Today I am looking at three fearsome FTSE heavyweights poised to deliver resplendent returns.
Lloyds Banking Group
Having received official backing to resurrect its dividend policy earlier this year, High Street banking goliath Lloyds (LSE: LLOY) (NYSE: LYG.US) is expected to get payouts shooting higher as the UK economy gathers pace. The business saw underlying profit leap 21% during January-March, to £2.2bn, as impairments fell and revenues leapt through the roof — indeed, the bank has seen consumer lending advance 17% over the past 12 months.
With the firm’s extensive cost-cutting measures, including an increasing move to digitalisation, also clicking through the gears the City expects Lloyds’ earnings to remain stable during the next two years. And with the balance sheet also steadily improving — the firm’s CET1 ratio rose 60 basis points to 13.4% in the first quarter — I reckon the bank is on course to deliver meaty shareholder rewards in the years ahead.
Indeed, a full-year payment of 2.9p per share is currently pencilled in for 2015, a payment that carries a handy yield of 3.2%. And predictions of a 4.2p dividend for the following year drives the yield to a market-bashing 4.7%.
Cineworld Group
Picture house Cineworld (LSE: CINE) grabbed the attention of dividend hunters back in March, when — supported by industry-beating sales growth — the company elected to raise the total dividend by more than a third. The business now sports 203 cinemas across the UK and Europe following its recent purchase of continental operator Cinema City, and is on course to open another 20 sites in the current year alone.

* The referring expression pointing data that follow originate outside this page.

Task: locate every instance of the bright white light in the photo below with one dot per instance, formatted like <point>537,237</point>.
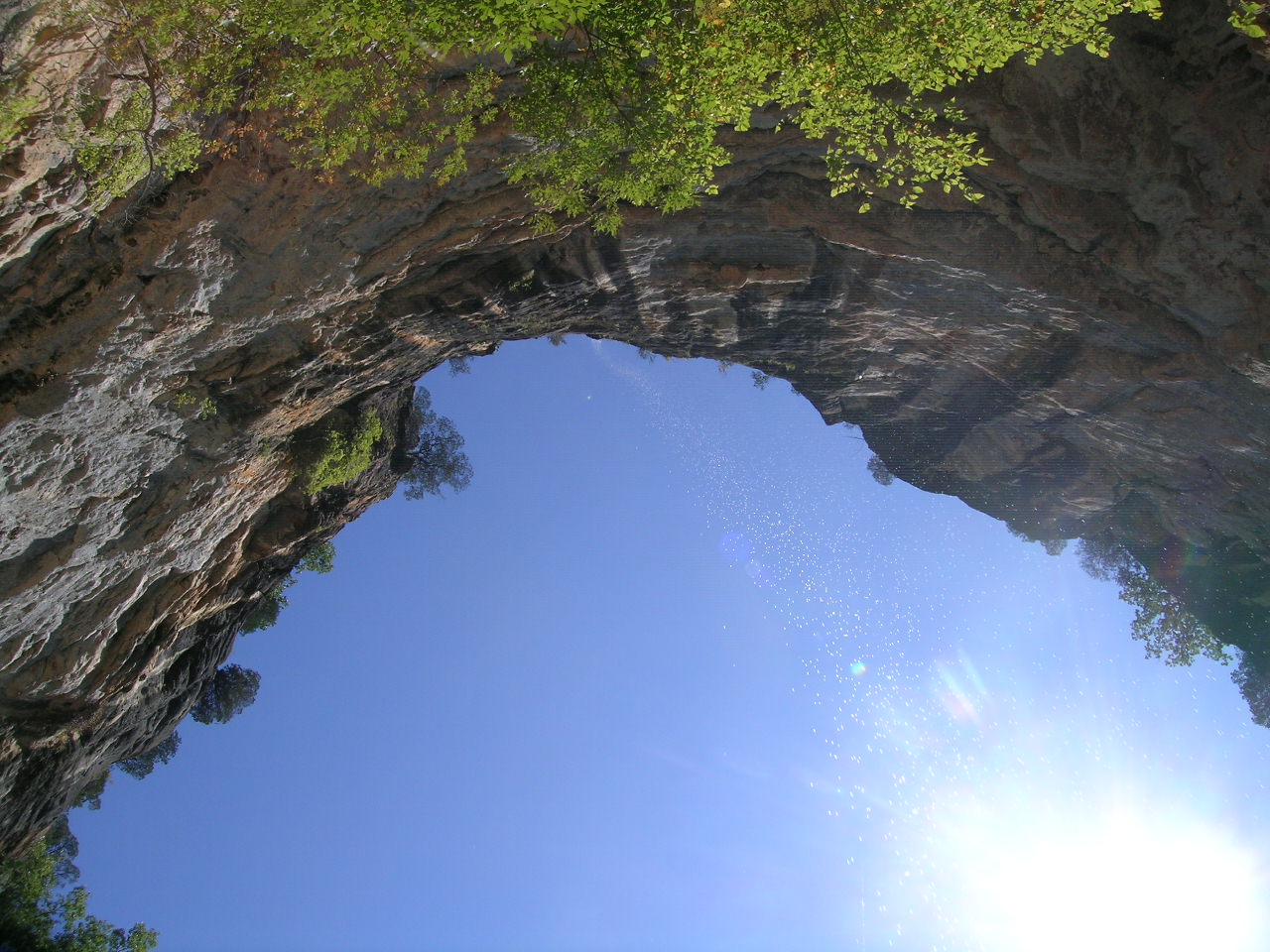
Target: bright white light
<point>1107,885</point>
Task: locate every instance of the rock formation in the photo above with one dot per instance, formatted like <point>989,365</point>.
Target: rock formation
<point>1084,350</point>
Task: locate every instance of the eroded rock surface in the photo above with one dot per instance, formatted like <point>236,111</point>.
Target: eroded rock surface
<point>1086,350</point>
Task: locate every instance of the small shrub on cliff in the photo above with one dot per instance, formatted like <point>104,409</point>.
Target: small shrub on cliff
<point>344,454</point>
<point>229,692</point>
<point>144,765</point>
<point>878,470</point>
<point>1161,621</point>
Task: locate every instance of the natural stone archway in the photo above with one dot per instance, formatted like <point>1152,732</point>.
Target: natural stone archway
<point>1083,352</point>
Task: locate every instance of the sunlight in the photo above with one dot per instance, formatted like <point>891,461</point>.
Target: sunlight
<point>1129,880</point>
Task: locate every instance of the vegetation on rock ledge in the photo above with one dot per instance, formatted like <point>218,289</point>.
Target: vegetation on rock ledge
<point>612,102</point>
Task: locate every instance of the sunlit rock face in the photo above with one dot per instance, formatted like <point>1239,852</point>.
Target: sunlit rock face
<point>1086,350</point>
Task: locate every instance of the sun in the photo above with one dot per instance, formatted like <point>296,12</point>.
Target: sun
<point>1109,884</point>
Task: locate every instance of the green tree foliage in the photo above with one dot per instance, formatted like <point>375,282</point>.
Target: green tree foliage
<point>226,694</point>
<point>1160,621</point>
<point>344,456</point>
<point>90,796</point>
<point>318,558</point>
<point>41,910</point>
<point>267,610</point>
<point>1252,678</point>
<point>437,458</point>
<point>878,470</point>
<point>613,102</point>
<point>144,765</point>
<point>1052,546</point>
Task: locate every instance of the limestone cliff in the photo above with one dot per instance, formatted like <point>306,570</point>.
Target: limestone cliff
<point>1084,350</point>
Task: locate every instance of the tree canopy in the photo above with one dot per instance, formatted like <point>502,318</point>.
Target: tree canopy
<point>144,765</point>
<point>612,102</point>
<point>226,694</point>
<point>41,910</point>
<point>1161,620</point>
<point>437,458</point>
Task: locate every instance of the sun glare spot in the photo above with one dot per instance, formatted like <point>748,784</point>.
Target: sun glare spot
<point>1120,884</point>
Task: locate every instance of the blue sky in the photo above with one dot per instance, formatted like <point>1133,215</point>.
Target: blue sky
<point>675,674</point>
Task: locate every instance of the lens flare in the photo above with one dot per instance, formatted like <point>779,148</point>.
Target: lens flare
<point>1130,880</point>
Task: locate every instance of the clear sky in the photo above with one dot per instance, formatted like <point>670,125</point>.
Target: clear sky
<point>675,674</point>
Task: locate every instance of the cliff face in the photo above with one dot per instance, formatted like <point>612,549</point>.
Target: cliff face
<point>1084,350</point>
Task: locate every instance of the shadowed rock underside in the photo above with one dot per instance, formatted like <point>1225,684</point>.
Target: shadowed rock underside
<point>1083,352</point>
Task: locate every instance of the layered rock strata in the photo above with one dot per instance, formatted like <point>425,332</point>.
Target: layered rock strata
<point>1083,352</point>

The trip to the cinema is one of life’s most popular past-times, making Cineworld a great pick for reliable earnings growth, a critical quality for those seeking reliable dividend expansion. And boosted by a raft of high-profile film releases, from Bond flick Spectre and Star Wars Episode 7 this year to Batman vs Superman and Independence Day 2 in 2016, the bottom line is expected to keep rolling higher — growth of 11% is expected both this year and next.
Backed up by this terrific earnings growth, Cineworld is anticipated to drive the total dividend from 13.5p per share last year to 14.3p in 2015, resulting in a handy-if-not-quite-breathtaking yield of 2.8%. But a prospective reward of 15.9p for next year pushes this to a much-improved 3.2%. And I expect yields to keep on rising as revenues march forth.
Standard Life
I believe that insurance leviathan Standard Life (LSE: SL) is also on course to churn out terrific dividend growth in the coming years. The company has kept dividends ratcheting higher in recent years in spite of heavy earnings volatility, so with the bottom line expected to march steadily higher in the years to come I expect dividends to keep on climbing, too.
Standard Life is looking increasingly to non-UK markets to underpin future growth, a shrewd strategy where a combination of rising population levels and booming middle classes in emerging markets — allied with a relatively low product penetration rate in many of these destinations — should deliver meaty sales growth in the coming years. For 2015 and 2016 the City expects the business to punch earnings rises of 69% and 19% respectively, up from 11% last year.
As a result Standard Life is predicted to churn out a chunky 20.3p-per-share dividend this year, yielding 4.2% and a vast improvement from 17.03p in 2014. And predictions of a further hike in 2016, to 21.6p, drives this reading to an even-better 4.5%.